Akibatnya di masa yang akan datang pajak yang
dikenakan lebih tinggi. Argumen ini dikenal dengan Ricardian equivalence.
Dengan demikian, antara pajak dan utang memiliki Ricardian equivalence.
Ricardian equivalence yang sempurna menunjukkan bahwa penurunan tabungan
pemerintah akibat pemotongan pajak akan diimbangi dengan tabungan swasta yang
lebih tinggi, dan permintaan agregat tidak terpengaruh. Pengganda fiskal dalam
kasus ini adalah nol.
Fokus dalam Ricardian equivalence adalah pada
efek pemotongan pajak lump-sum untuk arah belanja pemerintah tertentu. Dengan
pajak proporsional atau progresif, pemotongan pajak akan mempengaruhi
pendapatan permanen. Apabila ekspansi fiskal (peningkatan belanja pemerintah),
maka dampaknya terhadap pendapatan permanen tergantung pada bagaimana ekspansi
fiskal dibiayai dimasa yang akan datang. Peningkatan belanja pemerintah yang bersifat
temporer tidak akan berpengaruh karena diimbangi dengan pemotongan belanja dimasa
mendatang. Namun demikian, peningkatan belanja pemerintah yang dibiayai melalui
pajak yang lebih tinggi dimasa mendatang akan menyebabkan penurunan pendapatan
permanen dan konsumsi
Pengaruh Kebijakan Fiskal dari Sisi
Penawaran.
Selain pengaruhnya terhadap permintaan agregat dan tabungan,
kebijakan fiskal juga mempengaruhi perekonomian melalui perubahan insentif.
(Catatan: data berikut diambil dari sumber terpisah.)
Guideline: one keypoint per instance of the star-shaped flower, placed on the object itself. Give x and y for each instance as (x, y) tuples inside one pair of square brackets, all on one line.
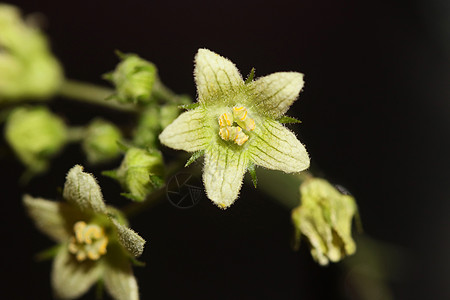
[(235, 124), (95, 242)]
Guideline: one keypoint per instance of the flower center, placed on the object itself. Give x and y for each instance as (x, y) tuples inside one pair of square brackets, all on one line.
[(229, 131), (89, 241)]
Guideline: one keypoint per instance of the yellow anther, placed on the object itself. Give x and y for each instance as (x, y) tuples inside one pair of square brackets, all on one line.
[(241, 138), (79, 231), (234, 133), (240, 114), (89, 241)]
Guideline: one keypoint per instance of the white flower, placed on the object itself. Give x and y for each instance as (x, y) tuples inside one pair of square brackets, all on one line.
[(95, 242), (235, 125)]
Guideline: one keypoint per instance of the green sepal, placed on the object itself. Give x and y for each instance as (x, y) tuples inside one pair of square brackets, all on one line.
[(194, 157), (156, 181), (288, 120), (132, 197), (110, 173), (252, 171), (137, 263), (48, 254), (250, 76), (189, 106)]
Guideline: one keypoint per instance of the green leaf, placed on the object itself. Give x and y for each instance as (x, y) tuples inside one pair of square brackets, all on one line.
[(250, 76), (129, 239), (288, 120), (48, 254), (252, 171), (82, 190), (194, 157), (110, 173), (189, 106)]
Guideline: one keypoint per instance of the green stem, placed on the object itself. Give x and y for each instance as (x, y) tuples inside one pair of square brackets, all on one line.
[(76, 134), (158, 195), (93, 94)]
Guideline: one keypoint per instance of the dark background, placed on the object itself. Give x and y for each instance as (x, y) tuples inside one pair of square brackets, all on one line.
[(375, 111)]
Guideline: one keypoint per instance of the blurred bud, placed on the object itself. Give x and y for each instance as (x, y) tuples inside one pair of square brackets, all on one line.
[(35, 134), (168, 114), (140, 173), (325, 218), (27, 67), (100, 142), (133, 78), (152, 121)]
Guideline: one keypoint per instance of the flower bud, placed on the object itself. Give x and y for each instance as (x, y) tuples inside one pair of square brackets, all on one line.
[(133, 78), (140, 173), (35, 134), (152, 121), (100, 142), (148, 129), (27, 67), (325, 218)]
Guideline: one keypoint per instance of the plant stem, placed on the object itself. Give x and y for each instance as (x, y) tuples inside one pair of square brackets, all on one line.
[(281, 186), (94, 94)]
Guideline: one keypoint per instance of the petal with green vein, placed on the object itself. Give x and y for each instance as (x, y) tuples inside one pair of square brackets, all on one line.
[(71, 278), (188, 132), (275, 147)]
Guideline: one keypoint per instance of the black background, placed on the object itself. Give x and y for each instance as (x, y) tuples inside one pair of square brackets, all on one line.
[(375, 111)]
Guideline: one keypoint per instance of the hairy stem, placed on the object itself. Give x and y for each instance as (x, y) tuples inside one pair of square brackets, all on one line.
[(93, 94)]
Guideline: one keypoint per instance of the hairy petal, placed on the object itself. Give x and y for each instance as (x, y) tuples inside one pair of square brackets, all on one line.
[(188, 132), (275, 147), (215, 74), (223, 174), (71, 278), (275, 93)]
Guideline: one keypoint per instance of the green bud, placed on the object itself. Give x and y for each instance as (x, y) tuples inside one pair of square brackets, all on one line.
[(140, 173), (325, 218), (100, 142), (168, 114), (133, 78), (27, 67), (35, 134), (148, 129)]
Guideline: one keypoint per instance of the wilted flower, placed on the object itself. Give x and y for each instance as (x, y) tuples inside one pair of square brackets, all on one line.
[(236, 125), (27, 67), (140, 173), (133, 78), (100, 142), (35, 134), (95, 242), (325, 218)]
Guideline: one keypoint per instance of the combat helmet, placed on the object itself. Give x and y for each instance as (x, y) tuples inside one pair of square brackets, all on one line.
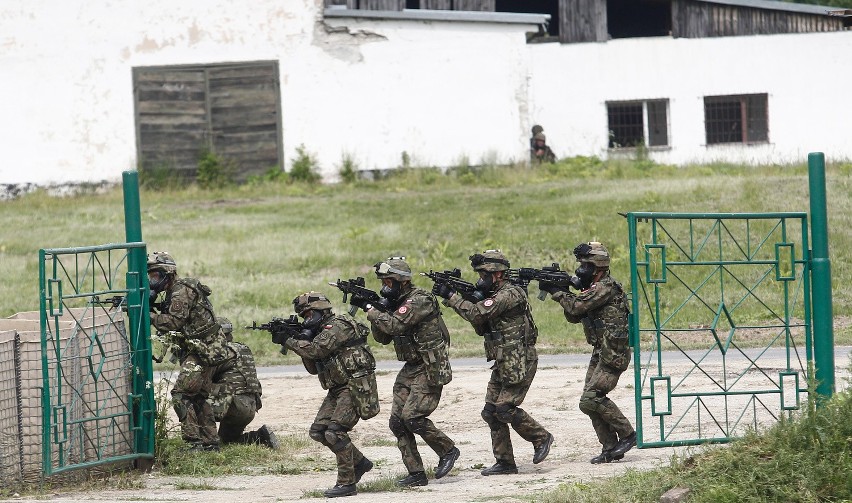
[(161, 261), (394, 268), (311, 300), (593, 252), (227, 328), (489, 260)]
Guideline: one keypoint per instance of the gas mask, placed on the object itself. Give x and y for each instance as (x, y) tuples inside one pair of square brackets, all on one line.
[(391, 292), (311, 324), (485, 283), (586, 273)]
Pengenaan tarif pajak marjinal yang tinggi atas pendapatan berpotensi
mengurangi insentif untuk menghasilkan pendapatan.
Para ekonom "supply-side"
menyatakan bahwa pengurangan tarif pajak akan berpengaruh besar terhadap jumlah
tenaga kerja yang ditawarkan, dan juga terhadap output. Pengaruh insentif
terhadap pajak juga memainkan peranan pada sisi permintaan. Kebijakan kredit
pajak
Interaksi Kebijakan Fiskal dan Moneter.
Keberadaan kebijakan fiskal dan kebijakan moneter tidak
dapat dipisahkan untuk mencapai target-target ekonomi yang telah ditetapkan. Perpaduan
antara kebijakan fiskal dan kebijakan moneter sangat diperlukan untuk
menetapkan dan mencapai target-target moneter dan defisit fiskal secara
konsisten dalam rangka mencapai pembangunan ekonomi yang cukup tinggi dan
stabil. Kebijakan fiskal akan mempengaruhi perekonomian melalui penerimaan negara
dan pengeluaran negara. Selain pengaruh dari selisih antara penerimaan dan
pengeluaran (defisit atau surplus), perekonomian juga dipengaruhi oleh jenis
sumber penerimaan Negara dan bentuk kegiatan yang dibiayai pengeluaran negara. Dari
perhitungan penerimaan dan pengeluaran negara tersebut akan diperoleh besarnya surplus
atau defisit APBN. Jika terdapat surplus dalam APBN akan menimbulkan efek kontraksi
dalam perekonomian yang besarnya tergantung pada besarnya surplus tersebut. Pada
umumnya surplus tersebut dapat digunakan sebagai cadangan atau membayar utang pemerintah
(prepayment). Apabila terjadi defisit maka defisit tersebut dapat
dibiayai dengan pinjaman luar negeri (official foreign borrowing) atau
dengan pinjaman dalam negeri.
Pinjaman dalam negeri dapat diperoleh dalam bentuk pinjaman
perbankan dan non perbankan yang mencakup penerbitan obligasi negara (government
bonds) dan privatisasi (Usman, 2004). Defisit APBN berpotensi
menimbulkan efek ekspansi dalam perekonomian. Jika defisit APBN dibiayai dengan
pinjaman luar negeri maka hal ini tidak akan menimbulkan tekanan inflasi jika
pinjaman tersebut digunakan untuk membeli barang-barang impor, namun jika pinjaman
luar negeri tersebut dipergunakan untuk membeli barangdan jasa didalam negeri maka
pembiayaan defisit dengan memakai pinjaman luar negeri akan menimbulkan tekanan
inflasi. Di sisi lain, pembiayaan defisit APBN dengan penerbitan obligasi
negara akan menambah jumlah uang beredar dan menimbulkan tekanan inflasi.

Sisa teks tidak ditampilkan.